I hold the truth that most of my fellow citizens have basically kind hearts and are worthy of consideration and respect.
AND I hold the truth that many people in the United States enthusiastically voted for a presidential candidate who has mocked disabled people, encouraged white supremacists, and sexually assaulted women.
I hold the truth that we should not put our trust “in princes, in mortals in whom there is no help” (Psalm 146:3).
AND I hold the truth that our “princes” matter; that mortals control policies that deeply affect our lives. No candidate is perfect, to be sure. But some are distinctly better than others–from a love your neighbor/let justice roll down perspective.

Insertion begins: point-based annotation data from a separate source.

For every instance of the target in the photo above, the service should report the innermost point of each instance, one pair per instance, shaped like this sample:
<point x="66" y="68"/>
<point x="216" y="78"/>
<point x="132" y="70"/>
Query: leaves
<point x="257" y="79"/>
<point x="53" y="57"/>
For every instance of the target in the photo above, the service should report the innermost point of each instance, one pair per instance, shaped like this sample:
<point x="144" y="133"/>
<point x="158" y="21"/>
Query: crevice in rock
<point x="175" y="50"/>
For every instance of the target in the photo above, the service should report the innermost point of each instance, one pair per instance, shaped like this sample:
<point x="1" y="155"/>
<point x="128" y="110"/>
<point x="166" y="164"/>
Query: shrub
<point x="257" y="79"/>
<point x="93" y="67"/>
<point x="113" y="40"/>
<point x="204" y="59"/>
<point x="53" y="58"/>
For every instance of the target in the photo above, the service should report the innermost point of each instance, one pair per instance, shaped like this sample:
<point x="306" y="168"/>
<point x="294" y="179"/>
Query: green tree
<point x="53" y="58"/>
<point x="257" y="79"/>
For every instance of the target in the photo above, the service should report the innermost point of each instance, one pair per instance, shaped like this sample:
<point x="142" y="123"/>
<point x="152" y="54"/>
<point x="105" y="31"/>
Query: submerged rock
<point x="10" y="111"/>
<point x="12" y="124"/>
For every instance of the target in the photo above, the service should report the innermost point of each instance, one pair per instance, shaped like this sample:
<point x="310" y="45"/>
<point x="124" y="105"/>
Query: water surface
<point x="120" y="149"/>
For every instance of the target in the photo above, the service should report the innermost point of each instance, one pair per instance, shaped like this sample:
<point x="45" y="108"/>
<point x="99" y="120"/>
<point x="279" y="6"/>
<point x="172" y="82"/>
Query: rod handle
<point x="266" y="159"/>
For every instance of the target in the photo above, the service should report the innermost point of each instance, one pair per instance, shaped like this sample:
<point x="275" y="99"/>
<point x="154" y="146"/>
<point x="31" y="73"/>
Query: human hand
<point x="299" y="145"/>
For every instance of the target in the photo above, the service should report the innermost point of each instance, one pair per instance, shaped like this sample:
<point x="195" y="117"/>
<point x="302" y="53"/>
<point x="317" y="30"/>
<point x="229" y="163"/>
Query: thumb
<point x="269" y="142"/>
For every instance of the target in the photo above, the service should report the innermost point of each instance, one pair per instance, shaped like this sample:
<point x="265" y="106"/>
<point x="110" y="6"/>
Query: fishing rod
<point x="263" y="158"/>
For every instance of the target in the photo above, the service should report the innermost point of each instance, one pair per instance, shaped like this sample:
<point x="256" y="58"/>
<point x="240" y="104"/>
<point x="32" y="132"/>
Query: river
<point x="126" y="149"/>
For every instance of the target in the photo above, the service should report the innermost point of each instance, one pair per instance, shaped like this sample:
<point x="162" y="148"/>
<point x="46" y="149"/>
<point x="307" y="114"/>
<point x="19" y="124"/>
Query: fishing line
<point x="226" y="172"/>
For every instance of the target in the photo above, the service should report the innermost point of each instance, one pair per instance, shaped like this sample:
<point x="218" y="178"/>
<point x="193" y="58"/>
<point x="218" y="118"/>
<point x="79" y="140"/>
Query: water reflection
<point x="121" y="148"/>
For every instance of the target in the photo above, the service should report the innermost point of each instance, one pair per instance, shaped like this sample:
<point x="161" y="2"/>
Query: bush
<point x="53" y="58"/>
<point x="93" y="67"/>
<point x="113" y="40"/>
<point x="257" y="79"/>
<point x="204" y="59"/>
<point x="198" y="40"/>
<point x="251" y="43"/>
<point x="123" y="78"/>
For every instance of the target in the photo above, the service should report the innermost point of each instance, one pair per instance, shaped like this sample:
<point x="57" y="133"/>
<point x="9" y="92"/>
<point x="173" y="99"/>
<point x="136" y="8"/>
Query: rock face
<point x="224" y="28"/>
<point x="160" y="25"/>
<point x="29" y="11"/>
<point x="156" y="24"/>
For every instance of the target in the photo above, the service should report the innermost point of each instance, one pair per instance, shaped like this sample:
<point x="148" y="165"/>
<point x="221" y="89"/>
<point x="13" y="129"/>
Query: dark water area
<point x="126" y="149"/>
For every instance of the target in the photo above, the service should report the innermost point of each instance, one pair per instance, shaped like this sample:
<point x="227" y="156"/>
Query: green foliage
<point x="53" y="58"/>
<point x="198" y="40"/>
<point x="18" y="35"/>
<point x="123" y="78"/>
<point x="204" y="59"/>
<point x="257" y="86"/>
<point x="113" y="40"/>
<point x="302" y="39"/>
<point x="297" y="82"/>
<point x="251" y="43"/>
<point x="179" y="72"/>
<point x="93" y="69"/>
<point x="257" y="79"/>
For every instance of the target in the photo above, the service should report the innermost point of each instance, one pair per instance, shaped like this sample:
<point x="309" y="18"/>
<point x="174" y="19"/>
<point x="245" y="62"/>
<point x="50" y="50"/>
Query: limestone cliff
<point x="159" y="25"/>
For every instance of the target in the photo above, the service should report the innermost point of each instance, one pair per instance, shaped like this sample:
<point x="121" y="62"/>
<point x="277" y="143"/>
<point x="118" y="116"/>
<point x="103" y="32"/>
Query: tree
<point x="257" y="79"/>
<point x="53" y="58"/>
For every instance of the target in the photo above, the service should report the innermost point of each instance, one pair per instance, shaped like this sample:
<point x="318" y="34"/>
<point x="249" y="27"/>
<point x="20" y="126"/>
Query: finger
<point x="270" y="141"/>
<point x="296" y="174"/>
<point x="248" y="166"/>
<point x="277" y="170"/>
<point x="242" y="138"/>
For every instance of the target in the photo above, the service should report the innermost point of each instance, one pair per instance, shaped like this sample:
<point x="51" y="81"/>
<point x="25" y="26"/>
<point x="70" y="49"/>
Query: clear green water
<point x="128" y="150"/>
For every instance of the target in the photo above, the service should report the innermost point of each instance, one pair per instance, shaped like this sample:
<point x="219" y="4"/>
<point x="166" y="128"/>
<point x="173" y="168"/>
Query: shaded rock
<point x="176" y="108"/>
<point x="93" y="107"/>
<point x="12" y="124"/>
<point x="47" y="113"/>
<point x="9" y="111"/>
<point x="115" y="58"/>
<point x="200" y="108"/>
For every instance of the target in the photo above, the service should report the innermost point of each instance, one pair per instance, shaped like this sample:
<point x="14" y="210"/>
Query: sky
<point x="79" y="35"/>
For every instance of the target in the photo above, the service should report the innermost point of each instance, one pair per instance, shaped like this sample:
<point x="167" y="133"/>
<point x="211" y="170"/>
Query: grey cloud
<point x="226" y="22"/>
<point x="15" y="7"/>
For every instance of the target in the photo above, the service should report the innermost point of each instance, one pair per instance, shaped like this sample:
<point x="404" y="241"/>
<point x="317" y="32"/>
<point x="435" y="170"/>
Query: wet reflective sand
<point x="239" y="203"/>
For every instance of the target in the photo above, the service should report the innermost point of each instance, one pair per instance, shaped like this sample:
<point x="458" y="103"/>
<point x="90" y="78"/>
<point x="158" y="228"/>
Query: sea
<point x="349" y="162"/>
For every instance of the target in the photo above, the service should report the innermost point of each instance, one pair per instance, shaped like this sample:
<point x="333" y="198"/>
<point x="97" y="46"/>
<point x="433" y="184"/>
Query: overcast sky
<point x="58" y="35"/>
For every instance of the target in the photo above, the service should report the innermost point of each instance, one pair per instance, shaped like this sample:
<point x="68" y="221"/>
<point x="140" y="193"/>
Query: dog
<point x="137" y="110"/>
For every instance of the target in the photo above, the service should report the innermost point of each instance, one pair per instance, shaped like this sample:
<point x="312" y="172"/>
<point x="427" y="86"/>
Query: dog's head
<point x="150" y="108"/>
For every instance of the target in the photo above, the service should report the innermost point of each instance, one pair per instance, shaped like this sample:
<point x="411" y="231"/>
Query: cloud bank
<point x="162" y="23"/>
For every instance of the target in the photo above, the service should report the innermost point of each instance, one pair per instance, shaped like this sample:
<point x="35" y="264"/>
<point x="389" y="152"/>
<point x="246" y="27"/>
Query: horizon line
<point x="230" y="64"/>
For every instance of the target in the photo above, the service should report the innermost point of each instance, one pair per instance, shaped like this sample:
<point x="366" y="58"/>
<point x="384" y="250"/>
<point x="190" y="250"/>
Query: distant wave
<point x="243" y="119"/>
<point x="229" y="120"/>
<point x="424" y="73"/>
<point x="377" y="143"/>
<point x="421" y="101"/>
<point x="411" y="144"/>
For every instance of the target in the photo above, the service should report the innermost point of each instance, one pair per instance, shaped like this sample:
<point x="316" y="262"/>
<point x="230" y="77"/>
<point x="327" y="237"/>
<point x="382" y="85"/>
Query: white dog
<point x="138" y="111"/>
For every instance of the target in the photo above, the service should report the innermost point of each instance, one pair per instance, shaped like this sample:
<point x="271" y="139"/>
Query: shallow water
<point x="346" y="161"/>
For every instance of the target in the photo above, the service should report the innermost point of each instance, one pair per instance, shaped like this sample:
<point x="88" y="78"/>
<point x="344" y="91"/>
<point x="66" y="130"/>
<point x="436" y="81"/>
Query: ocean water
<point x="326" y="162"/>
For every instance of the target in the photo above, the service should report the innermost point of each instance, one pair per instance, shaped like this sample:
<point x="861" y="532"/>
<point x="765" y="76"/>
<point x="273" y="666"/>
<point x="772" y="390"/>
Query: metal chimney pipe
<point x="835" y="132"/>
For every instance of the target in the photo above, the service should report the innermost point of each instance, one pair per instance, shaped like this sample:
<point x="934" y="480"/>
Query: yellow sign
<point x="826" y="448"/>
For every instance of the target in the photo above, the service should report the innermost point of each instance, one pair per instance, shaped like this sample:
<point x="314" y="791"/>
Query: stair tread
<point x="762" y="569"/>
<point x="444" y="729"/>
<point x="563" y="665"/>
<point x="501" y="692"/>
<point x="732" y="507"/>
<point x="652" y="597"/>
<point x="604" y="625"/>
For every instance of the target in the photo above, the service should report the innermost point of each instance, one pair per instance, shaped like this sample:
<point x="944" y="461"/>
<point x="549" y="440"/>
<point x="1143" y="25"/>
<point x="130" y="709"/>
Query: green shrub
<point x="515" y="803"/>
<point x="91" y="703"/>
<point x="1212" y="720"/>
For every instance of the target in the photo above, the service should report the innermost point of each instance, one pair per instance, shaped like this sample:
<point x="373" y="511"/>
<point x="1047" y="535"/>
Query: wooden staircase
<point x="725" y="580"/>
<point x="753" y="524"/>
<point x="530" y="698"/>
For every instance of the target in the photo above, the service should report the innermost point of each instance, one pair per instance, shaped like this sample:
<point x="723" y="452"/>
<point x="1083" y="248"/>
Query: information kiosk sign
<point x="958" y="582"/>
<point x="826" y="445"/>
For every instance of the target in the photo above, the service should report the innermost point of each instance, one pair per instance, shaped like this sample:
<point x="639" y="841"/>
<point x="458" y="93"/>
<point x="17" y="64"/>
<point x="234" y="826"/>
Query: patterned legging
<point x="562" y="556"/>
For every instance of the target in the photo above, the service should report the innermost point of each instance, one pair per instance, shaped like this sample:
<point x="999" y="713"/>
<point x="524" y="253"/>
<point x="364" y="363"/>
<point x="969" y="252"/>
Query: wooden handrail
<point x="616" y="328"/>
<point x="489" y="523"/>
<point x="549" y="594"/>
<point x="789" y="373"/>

I hold the truth that, in the end, the love, justice, peace, and joy of God will prevail—that the resurrection of Jesus signifies the ultimate defeat of the powers of evil and death.
AND I hold the truth that God longs for us all to experience that love and justice and peace and joy now, in this life.
I hold the truth that we are held in the almighty and loving hands of God who provides rest for our weary souls.
AND I hold the truth that we are called and empowered to work with God in the world to enact justice, to make peace, to live out the fiercest and hardest kinds of love.
I am holding so much. And I know you are, too. Perhaps we can hold it together. Or set it all down and I’ll watch your stuff while you take a nap or a bathroom break or whatever it is you need right now. Then you can watch my stuff. Then we can hold our truths together, again.
Because, really, holding truths—however hard and inconvenient—seems like about the most important thing we can do in these days.